A 31-year Bureau of Land Management veteran says the agency is transferring him from Wyoming to Utah because of his by-the-book stand on grazing. Darrel Short, area manager for Wyoming’s Kemmerer Resource Area, says the agency kowtowed to rancher pressure in issuing the transfer, and he is challenging the move under the federal law protecting whistleblowers.

“I’ll be darned if I am going to be run off just because grazing permittees don’t think that they have to abide by the law,” he says. Last year Short clashed with agency officials when he was removed as lead negotiator on a plan with ranchers to restore the 500,000-acre Cumberland grazing allotment in southwestern Wyoming (HCN, 2/22/93).

Short says he earned the dislike of ranchers and unnerved other BLM employees by calling attention to violations of environmental laws, including overgrazing near streams, illegal fires and unauthorized construction of roads on public lands. But officials at the state BLM office say the real problem was his method of dealing with people.

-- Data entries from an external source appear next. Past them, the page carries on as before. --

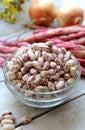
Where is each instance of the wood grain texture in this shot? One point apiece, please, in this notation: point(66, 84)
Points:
point(70, 116)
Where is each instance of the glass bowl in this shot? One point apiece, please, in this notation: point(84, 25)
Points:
point(41, 99)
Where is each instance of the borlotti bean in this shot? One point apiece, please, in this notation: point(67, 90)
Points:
point(8, 121)
point(40, 66)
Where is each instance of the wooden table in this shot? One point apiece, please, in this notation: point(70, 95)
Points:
point(68, 116)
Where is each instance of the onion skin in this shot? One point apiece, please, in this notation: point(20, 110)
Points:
point(43, 11)
point(70, 16)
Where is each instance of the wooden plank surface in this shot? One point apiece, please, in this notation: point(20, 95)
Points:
point(70, 116)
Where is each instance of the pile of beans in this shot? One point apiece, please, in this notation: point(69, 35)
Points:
point(42, 67)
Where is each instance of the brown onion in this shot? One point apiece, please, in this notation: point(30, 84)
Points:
point(43, 11)
point(68, 16)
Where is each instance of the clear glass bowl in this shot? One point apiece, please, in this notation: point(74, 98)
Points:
point(41, 99)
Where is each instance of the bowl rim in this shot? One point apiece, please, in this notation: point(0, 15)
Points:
point(33, 92)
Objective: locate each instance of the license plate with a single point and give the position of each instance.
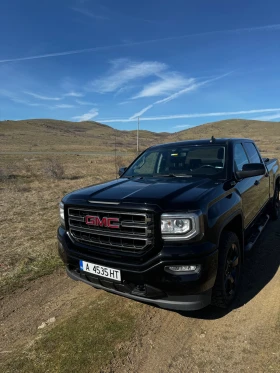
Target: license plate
(96, 269)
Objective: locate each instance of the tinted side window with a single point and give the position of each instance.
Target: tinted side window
(240, 157)
(252, 152)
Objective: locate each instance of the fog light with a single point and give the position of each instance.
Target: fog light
(194, 268)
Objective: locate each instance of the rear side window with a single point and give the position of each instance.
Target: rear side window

“It had nothing to do with the resource. Everyone knows there’s a problem with the resource,” says Jay Guerin, Wyoming BLM public affairs officer. Guerin cites a 1992 meeting in which he says Short told ranchers that the BLM was “going to put them all out of business.” Ranchers and some members of Congress urged the BLM to remove Short, says Guerin. The BLM offered Short the position of chief of ecosystem management in Utah because it would make use of his technical skills, but not put him in contact with the public, says Guerin. Because Short refused the position, he will have to retire from the agency.

As Kemmerer area manager, Short drew praise from state environmentalists and earned Wyoming Wildlife Federation’s 1993 Professional of the Year Award. According to federation board member Neil Lesmeister, Short was straightforward but not overly confrontational with ranchers.

“It’s only because he was so open with the truth that progress has been made, though still slowly. People are now accepting that the range is overgrazed and mismanaged,” Lesmeister says. Both the Public Employees for Environmental Responsibility and the Government Accountability Project are representing Short in his challenge of the BLM transfer.

* Chip Giller, HCN intern

This article appeared in the print edition of the magazine with the headline Ranchers blamed for transfer of BLM veteran.